RATE OF INCARCERATION
The United States leads the world in per capita incarceration.
The US accounts for only 5% of the world’s population, yet accounts for 25% of the world’s prisoners.
The US prison and jail population has increased 500% over the last 40 years.
1 in 3 adults in the US have some sort of criminal record.
1 in every 115 adults in America was in prison or jail in 2015.
4.6 million people were on probation or parole in 2015.
1 in every 28 children has a parent behind bars.
46% of people incarcerated in state prisons were convicted of nonviolent drug, property, or public order crimes.
50% of federal prison inmates were convicted of drug offenses in 2015.
95% of those in prison and jail are going to be released.
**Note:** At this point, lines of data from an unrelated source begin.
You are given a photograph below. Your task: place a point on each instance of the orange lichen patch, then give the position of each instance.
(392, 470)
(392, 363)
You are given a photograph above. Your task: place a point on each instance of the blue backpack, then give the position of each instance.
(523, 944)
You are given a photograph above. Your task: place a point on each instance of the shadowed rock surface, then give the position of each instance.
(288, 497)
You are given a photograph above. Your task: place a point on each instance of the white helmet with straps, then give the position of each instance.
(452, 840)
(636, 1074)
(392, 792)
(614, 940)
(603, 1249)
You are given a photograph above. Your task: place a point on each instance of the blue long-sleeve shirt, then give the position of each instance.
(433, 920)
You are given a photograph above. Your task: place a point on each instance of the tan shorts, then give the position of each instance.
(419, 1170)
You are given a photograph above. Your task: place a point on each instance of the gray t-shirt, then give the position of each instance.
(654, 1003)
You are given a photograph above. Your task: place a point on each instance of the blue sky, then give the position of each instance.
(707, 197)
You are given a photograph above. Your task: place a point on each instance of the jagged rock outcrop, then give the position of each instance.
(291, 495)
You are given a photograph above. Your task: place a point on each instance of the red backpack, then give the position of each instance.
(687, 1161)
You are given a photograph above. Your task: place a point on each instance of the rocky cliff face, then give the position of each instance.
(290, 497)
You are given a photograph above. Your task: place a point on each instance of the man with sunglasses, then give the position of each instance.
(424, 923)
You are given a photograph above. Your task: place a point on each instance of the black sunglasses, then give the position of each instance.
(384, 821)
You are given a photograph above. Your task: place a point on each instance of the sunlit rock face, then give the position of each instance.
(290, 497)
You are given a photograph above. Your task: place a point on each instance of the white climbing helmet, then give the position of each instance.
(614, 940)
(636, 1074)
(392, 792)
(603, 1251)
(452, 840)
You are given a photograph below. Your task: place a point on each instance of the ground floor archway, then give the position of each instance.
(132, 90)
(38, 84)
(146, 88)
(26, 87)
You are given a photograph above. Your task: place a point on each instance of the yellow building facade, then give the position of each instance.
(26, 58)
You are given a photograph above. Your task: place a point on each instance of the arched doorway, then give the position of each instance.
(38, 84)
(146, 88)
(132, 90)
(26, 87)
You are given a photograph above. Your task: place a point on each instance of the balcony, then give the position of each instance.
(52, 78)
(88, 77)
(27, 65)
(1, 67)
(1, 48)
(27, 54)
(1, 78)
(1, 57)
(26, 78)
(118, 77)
There are nearly 5.2 million people under correctional control - that is more than the populations for Chicago, Philadelphia, San Diego, and Dallas put together.
Incarceration does not touch all communities in the same way. This is the lifetime likelihood of imprisonment for US residents born in 2001:
1 in 9 men
1 in 17 white men
1 in 3 black men
1 in 6 Latino men
1 in 56 women
1 in 111 white women
1 in 18 black women
1 in 45 Latina women
*The Sentencing Project
cost of incarceration
The cost of incarceration is astronomical. In Michigan, the total corrections expenditures in 2016 was $57,676,000.
The average cost to house a prisoner in Michigan is $28,000 - $35,000 per year (by comparison the cost to attend Michigan State University for a Michigan resident is $24,844 on average).
The Michigan Department of Corrections budget for FY 2014 was $2.0 billion - approximately 20% of the state’s general fund budget.
1 in every 5 general fund dollars are spent on corrections.